That hesitation kicks off a lot of long, but always engaging conversations between Robot and Elliot that revolve around whether or not Elliot is willing to help a hacker group bring down E Corp, including wiping out its debt centers. Elliot desires revolution, but is skeptical that it can happen, or that this is the right way to do it. He worries about his boss and Angela losing their jobs as consequence of him helping to tackle E Corp, though the series never expressly links these fears. Instead, it plays visually out through a variety of other scenes, allowing viewers to put things together. (And this is where those earlier personal connections start to count — Elliot is not a robot. If anything, he feels too much).
There are a number of twists and turns that prove Elliot’s already complicated choices are about to increasingly complex. But Mr. Robot proves consistently that there is every reason to stick around and get tangled up in this web as well. In its opener, the show is ambitious, stylish, and has found the perfect lead in Malek. His performance makes Elliot mesmerizingly off-kilter, and it fits the show’s overall aesthetic. It tackles big questions about technology, ethics, the human mind, and more — not exactly the usual fair for any TV show, let alone USA in the summertime.
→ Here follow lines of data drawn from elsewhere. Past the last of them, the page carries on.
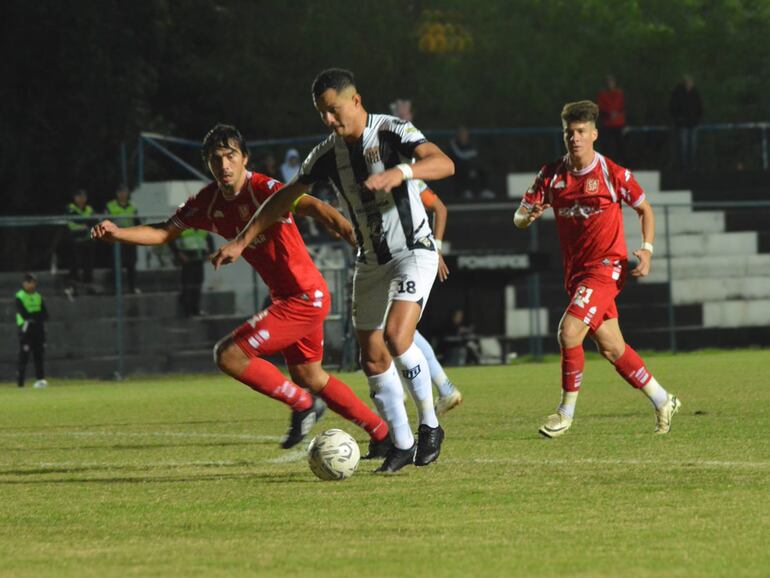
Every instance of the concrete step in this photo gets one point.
(707, 244)
(719, 266)
(153, 305)
(735, 313)
(719, 290)
(681, 221)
That, among other things, makes it a bold move for USA, but one that will hopefully pay off by connecting with viewers. Unlike some tech-focused series, it has found a way to turn someone typing on a keyboard into heart-pounding action, even as it shows the coding and other tech on screen. Elliot convincingly talks about onion sites, rerouting servers, DDoS attacks, and much more, and drops online language into his natural parlance. But he also is intrigued and impressed by Robot’s superior skills, not only as someone to learn from, but someone who may understand him.
Ultimately, Mr. Robot is a strange, engaging, and dynamic new series that should make viewers feel challenged and even uncomfortable. It hits odd beats and requires attention, but it’s certainly no chore. “I’m very different,” Elliot explains early in the pilot episode. That’s a very good thing.